As with many vaunted institutions, the Nobel Prize has become an end to which we all aspire, though not, in most cases, realistically. As much as I'd love to wear the Nobel medal around my neck to a bar to impress the ladies, I know that I'm about as likely to win a Nobel Prize as I am to win the Oscar for best supporting actress in a miniseries.
It's time, therefore, to remove the Nobel Prize's veil of celebrity, to reclaim it for scientists who've long considered it beyond their grasp. In the spirit of a much-needed facelift -- the prize is 110 years old after all -- I humbly suggest the following tweaks to the Nobel Prize Committee:
- Instead of receiving the prize money as a lump sum, awardees should be forced to spend it immediately on fabulous merchandise, just like in the first few seasons of Wheel of Fortune.
- All scientists who do not win should receive "participant" ribbons to bolster their self-esteem.
- Mathematics winners versus peace prize in beach volleyball!
- Introduce new categories, including:
o The Nobel Prize for arithmetic
o The Nobel Prize for vampire literature
o The No Bell Piece Pries, an award that does not involve prying things with pieces of bells
o The Rosalind Franklin Prize, awarded to the individual who makes the greatest contribution to science yet gets, as the kids say, "hella pwned"
- Bling the medal. Nothing tasteless, just make it the size of a wall clock with a big old rhinestone for Alfred Nobel's eye.
- Have James Franco and Anne Hathaway host the awards ceremony, because how could that not produce stellar entertainment?
- All Nobel laureates should be made to share a house and have their lives filmed while completing various stunts and probably hooking up.
- Just once, to see if anyone's paying attention, replace the image of Alfred E. Nobel with that of Alfred E. Neuman. What, me discover antimatter?
- The awards banquet in Stockholm should feature every single Swedish celebrity: Abba, the Muppets' Swedish chef, a packet of gummy fish, and an Ektorp sofa from Ikea.
No matter how you dress it up, the Nobel Prize already suffers from some of its actual arbitrary rules. Let's say that you and your friends Joe, Carol, and Floyd cure AIDS together. First of all, don't expect the Nobel Prize Committee to knock on your door with that giant check anytime soon -- Alfred Nobel stipulated that the prizes reward achievements in current science, a rule the Nobel Prize Committee has interpreted to mean "science that's at least 20 years old," so you could be waiting awhile.
Second of all, you, Joe, and Carol may split the prize -- but, sorry, Floyd, the Nobel Prize cannot be split between more than three individuals in a category. So while you, Carol, and Joe are accepting the award of a lifetime, Floyd is eating a tuna sandwich and cursing at the television. Or maybe Floyd gets the award and you get nothing -- though, based on the Nobel's track record, the snubbed party would more likely be Carol.
Finally, don't die.
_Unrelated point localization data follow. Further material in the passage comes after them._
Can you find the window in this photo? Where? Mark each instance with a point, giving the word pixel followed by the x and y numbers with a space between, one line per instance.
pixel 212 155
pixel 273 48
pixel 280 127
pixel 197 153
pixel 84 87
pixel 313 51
The Nobel isn't given posthumously, so try not to catch any diseases in the interim (besides AIDS, which you cured in the first place, and once again, congratulations on that).
With so much needless pomp surrounding such a flawed award -- an award, let's not forget, that lauded the 1926 discovery that a parasite causes cancer -- why pay attention at all? I think it's because, just like reading Us magazine, a little part of us envies the celebrities we despise. Ooh, that evil Kate Gosselin. ... But wouldn't it be cool to achieve what she has achieved? Maybe not Kate Gosselin, but you get the idea. I guess my point is that for all of our complaining, very few people have actually turned down the Nobel Prize once its light, reflected off Alfred's rhinestone eye, has shone on them. I know I wouldn't.
In a couple months, I'm going to a conference where I might get to meet Peter Agre (chemistry, 2003). This time, though, I have a foolproof strategy for not saying something stupid: I'm not going to say anything at all.